Bin  tane derdi olur da insanın, özlem, kendini henüz kaybetmemişse insan, şartlı reflekslerle donanmamışsa beyni , özlem bir başka dert oluyor içine.

Bir yaştan sonra kaldıramıyor insan derler ya. Ben keşfettim o yaş 40.

Yaşlılığın gençliği, gençliğin yaşlılığı imiş  40.

Zorrr a dostlar, zor yaş 40.Baktım hüznünü   kaldıramıyor gönlüm öfkelenmeye çalıştım beyhude. Öyle özlem doldu ki içime, öfkem arşa fırladı "hiç affetmeyeceğim seni" dedim içimden avaz avaz.

İri çakıllarla dolu bir ıssız sahilde durup  ufka bakmak gibiydi. Arada bir uçsuz bucaksız mai;mai soluk griye dönmüş..siz içinde bir nokta. 

Dallarda bahar çiçekleri.

Mevsim kış.



* * * * * * * * * * * * * * * * * * * *


Bir filmden replikti : "Tanrı'm, lütfen kızım çok güzel ve aptal olsun. Bu hayatta bir kadının  başına gelebilecek en iyi şey bu!"  

O zamanlar komik gelse de kafama takılmış  , düşünmüş durmuşum ara ara. Bugünün Türkiye'sinde söz hayli geçerli . Çocuğun IQ'su, akademik başarısı ne olursa olsun  hayallerine ulaşmaya hak kazanmışken burs bulamıyorsunuz. Çocuğun özel yeteneği ne olursa olsun eşit eğitim sağlayamıyorsunuz. Din iman hak hukuk ..her şey para olmuş.

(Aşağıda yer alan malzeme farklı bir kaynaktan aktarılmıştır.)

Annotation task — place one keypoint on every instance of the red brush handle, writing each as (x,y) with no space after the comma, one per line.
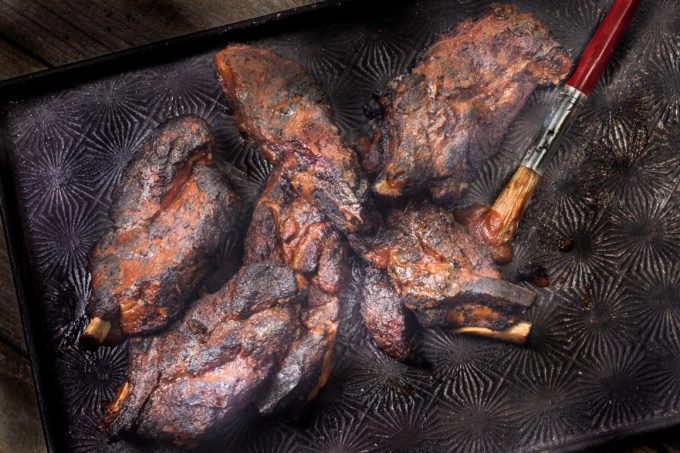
(594,59)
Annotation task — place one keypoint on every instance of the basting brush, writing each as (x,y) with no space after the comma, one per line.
(502,220)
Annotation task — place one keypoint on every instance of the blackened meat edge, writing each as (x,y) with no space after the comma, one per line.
(186,383)
(279,106)
(170,211)
(451,112)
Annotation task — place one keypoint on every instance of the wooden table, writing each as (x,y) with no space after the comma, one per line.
(40,34)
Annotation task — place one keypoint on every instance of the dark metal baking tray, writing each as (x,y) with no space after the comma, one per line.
(603,360)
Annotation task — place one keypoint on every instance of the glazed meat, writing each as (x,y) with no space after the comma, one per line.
(185,384)
(384,313)
(450,113)
(440,273)
(279,106)
(170,211)
(287,229)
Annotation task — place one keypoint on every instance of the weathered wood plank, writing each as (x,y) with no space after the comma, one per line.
(14,62)
(71,30)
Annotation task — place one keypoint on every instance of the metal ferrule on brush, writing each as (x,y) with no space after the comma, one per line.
(556,125)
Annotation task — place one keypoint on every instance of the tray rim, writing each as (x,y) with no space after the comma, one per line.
(62,77)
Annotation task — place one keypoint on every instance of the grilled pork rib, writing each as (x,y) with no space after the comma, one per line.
(451,112)
(279,106)
(170,212)
(441,274)
(187,382)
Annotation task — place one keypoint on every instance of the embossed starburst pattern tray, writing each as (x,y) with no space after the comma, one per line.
(603,359)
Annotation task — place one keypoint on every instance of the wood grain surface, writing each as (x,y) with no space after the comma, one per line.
(39,34)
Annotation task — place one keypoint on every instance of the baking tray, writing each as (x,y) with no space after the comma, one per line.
(603,360)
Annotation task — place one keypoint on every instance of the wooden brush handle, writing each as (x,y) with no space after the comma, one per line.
(596,56)
(503,218)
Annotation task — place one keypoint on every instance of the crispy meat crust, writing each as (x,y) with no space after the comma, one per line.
(287,229)
(439,272)
(450,113)
(170,211)
(186,383)
(278,105)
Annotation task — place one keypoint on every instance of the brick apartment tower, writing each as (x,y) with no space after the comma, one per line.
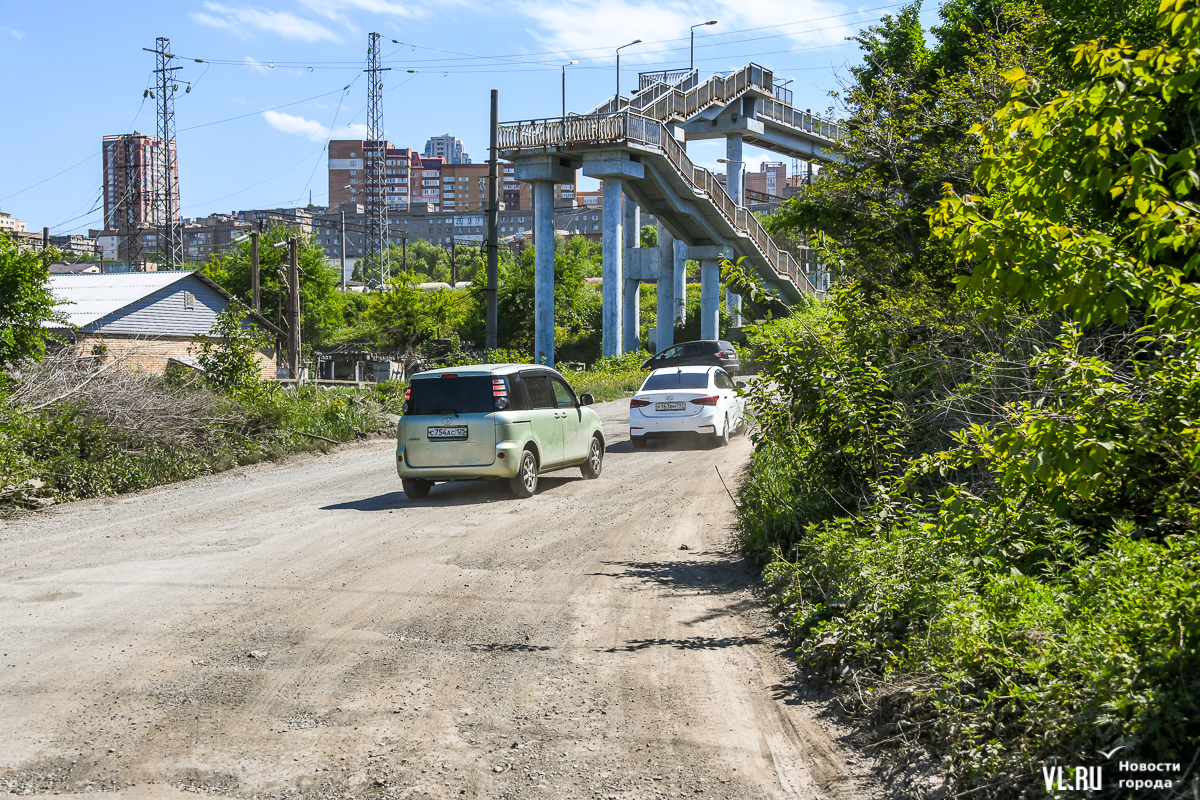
(132,202)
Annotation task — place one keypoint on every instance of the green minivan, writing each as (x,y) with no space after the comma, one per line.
(495,421)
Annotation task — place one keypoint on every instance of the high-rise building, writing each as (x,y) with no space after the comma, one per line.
(449,148)
(11,224)
(133,166)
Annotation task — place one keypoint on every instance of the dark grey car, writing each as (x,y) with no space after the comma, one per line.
(705,353)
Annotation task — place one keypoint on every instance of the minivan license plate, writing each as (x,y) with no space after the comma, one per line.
(443,433)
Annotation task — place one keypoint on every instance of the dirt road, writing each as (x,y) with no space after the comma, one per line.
(304,630)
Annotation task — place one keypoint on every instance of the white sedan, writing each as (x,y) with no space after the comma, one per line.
(677,401)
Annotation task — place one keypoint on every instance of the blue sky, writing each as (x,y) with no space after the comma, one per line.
(271,86)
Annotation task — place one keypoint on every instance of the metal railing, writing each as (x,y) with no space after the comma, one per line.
(628,126)
(663,101)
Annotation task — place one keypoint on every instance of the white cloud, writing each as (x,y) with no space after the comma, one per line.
(576,26)
(246,19)
(312,128)
(337,8)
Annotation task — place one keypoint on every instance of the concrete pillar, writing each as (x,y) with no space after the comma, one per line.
(709,301)
(681,280)
(665,317)
(736,168)
(544,272)
(733,305)
(631,302)
(613,274)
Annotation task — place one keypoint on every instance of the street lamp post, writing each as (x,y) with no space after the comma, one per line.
(616,101)
(691,61)
(564,86)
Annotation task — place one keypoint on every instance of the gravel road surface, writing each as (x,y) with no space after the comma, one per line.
(303,630)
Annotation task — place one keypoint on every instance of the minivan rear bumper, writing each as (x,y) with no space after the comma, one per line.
(508,461)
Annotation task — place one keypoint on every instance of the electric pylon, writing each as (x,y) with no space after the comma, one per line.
(165,198)
(375,155)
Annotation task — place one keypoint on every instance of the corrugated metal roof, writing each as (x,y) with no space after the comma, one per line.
(83,299)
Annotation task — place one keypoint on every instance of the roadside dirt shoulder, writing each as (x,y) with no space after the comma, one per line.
(301,629)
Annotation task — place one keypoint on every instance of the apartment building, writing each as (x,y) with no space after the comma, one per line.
(132,190)
(769,180)
(76,245)
(11,224)
(448,146)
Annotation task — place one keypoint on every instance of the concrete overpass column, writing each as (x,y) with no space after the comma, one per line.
(544,272)
(736,168)
(544,170)
(613,274)
(665,317)
(709,294)
(733,305)
(631,305)
(613,167)
(679,275)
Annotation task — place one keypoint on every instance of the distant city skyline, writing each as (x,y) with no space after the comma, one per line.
(273,83)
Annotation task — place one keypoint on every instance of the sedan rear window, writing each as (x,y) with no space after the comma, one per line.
(676,380)
(457,395)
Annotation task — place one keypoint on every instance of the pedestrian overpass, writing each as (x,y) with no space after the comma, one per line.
(637,146)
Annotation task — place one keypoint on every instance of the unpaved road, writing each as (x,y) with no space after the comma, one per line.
(304,630)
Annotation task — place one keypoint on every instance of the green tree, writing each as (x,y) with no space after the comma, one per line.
(229,353)
(910,108)
(321,301)
(25,302)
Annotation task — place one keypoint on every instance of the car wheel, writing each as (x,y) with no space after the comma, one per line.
(526,481)
(594,463)
(417,488)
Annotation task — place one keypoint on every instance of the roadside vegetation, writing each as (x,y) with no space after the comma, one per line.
(408,319)
(975,485)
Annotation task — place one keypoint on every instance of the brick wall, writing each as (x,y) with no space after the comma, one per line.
(151,354)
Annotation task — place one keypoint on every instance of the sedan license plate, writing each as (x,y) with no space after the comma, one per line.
(447,433)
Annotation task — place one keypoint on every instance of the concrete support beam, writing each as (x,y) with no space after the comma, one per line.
(665,312)
(631,299)
(736,168)
(709,302)
(612,272)
(544,272)
(733,305)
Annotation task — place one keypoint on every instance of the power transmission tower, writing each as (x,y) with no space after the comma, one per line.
(375,154)
(131,204)
(166,175)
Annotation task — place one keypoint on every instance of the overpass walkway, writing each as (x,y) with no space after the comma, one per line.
(639,151)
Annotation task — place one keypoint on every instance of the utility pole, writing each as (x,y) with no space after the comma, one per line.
(343,250)
(166,179)
(493,209)
(294,308)
(375,156)
(253,271)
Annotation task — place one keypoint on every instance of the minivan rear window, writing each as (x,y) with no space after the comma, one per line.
(676,380)
(459,395)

Sorunları dile getirdiğinizde ise tam bir arap zihniyeti ile yerleşmiş "öğretilen cevaplar egemenliği" ile karşı karşıyasınız.

Sistem ne kadar sorun ise eğitim konusunda, veliler en az o kadar büyük bir sorun. Bunu gördüm, bunu bildim, bunu söylerim.

İnsan bir şeye hem küfreder hem besler mi?

Mantık , dirayet sizlere ömür


*  *  *  *  *  *  *  *  *  *  *  *  *  *  *  *



25 Mayıs 2017 Perşembe

Sol Cebimiz Çok Çok Büyük


"Unuttun mu ummayı" diye sormak isterdim.

Ama burası İstanbul.

Mecbur olmadıkça konuşmaz kimse kimseyle..hatta dostlarıyla  bile. Zaman az,bereketsiz;ne doğana sevinilir ne ölene üzülünür. Zaman yetmez.

İETT 'de gidiyoruz. Küçücük bi kız. Dizlerini içine çekse çamaşır sepetine sığacak;o kadar küçük. Başında iki metre  örtü. Kocaman kara gözlerinde anlamını çözemediğim bir ifade; ama donuk. Kimseyle gözgöze gelmemeye özen gösteriyor. Belli ki göz teması ağır geliyor; kimbilir ne gördü daha evvel. Kınama...şehvet?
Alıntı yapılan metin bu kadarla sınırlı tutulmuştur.